Sending journalists to a phone sex outfit when they dial a phone number to connect to folks at the G20 meeting gives the administration’s claims of transparency a whole new meaning. Of course, the administration once again demonstrates that caring about accuracy – especially in cases like this, when news needs to be reported – is something to be sarcastically dismissed.
There was better transparency in the administration’s warnings that this year’s budget was going to be “expensive”. And though many of us told them we didn’t want it, both the House and Senate have gone ahead and put multi-trillion dollar deficit budget proposals on the table anyway. Burying our nation’s as-yet-to-be-born grandchildren under an incomprehensible amount of debt.
This goes splendidly with today’s announcement that unemployment has reached 8.5% nationwide, the highest it has been since 1983 (when we had 23% less people living here).
But if Representative Jack Murtha has his way, that niggling little problem won’t affect some people. He’s trying to score some $20 million in earmarks for current or former clients of PMA; included in the $134 million he’s earmarking overall.
I had to laugh at an article about the still-undecided Senatorial election in Minnesota.
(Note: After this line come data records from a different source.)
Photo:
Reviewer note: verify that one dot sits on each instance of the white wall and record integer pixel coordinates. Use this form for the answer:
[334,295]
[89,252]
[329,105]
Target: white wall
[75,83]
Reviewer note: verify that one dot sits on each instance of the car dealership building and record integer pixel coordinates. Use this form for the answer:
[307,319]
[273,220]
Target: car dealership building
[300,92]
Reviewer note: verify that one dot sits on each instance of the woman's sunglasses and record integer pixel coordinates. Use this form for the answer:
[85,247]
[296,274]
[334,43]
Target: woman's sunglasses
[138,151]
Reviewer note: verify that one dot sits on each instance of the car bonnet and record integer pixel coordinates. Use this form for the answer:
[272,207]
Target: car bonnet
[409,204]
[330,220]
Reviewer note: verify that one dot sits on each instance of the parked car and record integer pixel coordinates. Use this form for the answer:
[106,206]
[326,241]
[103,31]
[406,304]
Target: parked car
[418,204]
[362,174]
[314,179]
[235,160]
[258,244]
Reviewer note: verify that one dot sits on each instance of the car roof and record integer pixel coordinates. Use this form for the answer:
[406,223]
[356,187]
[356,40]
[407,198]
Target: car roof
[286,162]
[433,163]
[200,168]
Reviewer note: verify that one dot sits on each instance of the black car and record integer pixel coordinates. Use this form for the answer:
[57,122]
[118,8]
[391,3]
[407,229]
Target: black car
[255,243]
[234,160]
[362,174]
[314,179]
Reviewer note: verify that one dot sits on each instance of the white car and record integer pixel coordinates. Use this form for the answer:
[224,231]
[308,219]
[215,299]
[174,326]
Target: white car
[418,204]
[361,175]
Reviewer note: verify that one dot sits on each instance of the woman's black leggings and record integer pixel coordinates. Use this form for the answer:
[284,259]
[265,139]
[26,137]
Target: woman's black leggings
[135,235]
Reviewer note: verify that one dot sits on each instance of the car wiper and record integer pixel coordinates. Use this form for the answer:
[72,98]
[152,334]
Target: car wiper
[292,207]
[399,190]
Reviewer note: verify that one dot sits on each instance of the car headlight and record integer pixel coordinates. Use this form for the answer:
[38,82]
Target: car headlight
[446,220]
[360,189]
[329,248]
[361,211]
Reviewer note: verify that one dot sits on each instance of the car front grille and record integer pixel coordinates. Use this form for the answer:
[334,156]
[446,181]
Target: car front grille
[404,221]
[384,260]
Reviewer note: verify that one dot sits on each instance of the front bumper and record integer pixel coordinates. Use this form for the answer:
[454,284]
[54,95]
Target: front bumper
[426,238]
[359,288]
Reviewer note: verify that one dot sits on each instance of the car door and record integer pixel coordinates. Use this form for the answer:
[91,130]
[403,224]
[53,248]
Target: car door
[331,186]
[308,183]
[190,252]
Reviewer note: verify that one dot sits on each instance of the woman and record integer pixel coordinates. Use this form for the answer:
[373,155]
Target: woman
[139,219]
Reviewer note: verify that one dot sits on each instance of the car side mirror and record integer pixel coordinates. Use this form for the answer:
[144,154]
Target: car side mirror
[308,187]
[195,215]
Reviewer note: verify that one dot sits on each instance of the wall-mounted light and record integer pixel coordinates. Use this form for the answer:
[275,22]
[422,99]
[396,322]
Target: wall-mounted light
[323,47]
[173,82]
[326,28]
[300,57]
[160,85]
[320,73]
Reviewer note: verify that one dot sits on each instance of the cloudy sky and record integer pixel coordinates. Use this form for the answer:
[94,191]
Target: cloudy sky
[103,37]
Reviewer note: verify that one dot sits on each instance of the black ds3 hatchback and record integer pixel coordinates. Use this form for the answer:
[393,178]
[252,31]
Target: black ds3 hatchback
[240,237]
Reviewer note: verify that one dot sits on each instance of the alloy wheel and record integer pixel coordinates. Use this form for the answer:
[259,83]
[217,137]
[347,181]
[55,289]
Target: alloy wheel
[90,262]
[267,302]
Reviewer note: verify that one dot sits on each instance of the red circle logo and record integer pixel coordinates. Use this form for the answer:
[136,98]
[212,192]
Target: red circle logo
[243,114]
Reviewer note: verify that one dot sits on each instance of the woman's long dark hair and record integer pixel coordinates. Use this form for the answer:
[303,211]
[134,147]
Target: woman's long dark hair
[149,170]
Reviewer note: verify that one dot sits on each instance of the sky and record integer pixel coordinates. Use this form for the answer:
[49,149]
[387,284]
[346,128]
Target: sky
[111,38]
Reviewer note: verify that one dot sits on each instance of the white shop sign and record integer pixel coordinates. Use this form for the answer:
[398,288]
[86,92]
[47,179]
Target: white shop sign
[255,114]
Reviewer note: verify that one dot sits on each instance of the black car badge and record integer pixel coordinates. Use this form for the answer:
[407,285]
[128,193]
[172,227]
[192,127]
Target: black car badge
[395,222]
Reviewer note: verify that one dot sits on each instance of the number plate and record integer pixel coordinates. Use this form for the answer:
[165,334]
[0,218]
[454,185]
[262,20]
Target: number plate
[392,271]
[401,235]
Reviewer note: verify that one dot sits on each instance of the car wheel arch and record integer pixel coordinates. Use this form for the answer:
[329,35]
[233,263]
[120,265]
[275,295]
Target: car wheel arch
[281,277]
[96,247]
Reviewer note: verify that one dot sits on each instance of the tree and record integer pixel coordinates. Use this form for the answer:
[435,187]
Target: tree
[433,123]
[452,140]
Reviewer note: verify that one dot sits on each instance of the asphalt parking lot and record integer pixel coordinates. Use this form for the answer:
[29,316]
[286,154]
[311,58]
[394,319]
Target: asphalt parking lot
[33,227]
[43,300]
Politico reports that Democrats are loading their guns against Norm Coleman (R), on the chance he prevails and so adds another Republican voice in the Senate. J.B. Poersch, executive director of the Democratic Senatorial Campaign Committee, is quoted as saying, “These [several unresolved investigations] are really serious ethical issues, and the longer Republicans entangle themselves with someone like Coleman, the more damage he does to them. We’re going to bring them up anyway, but they would be better off if he was out of the Senate.”
He could have been talking about almost anyone in Washington. Exactly how do they manage to say such things with a straight face?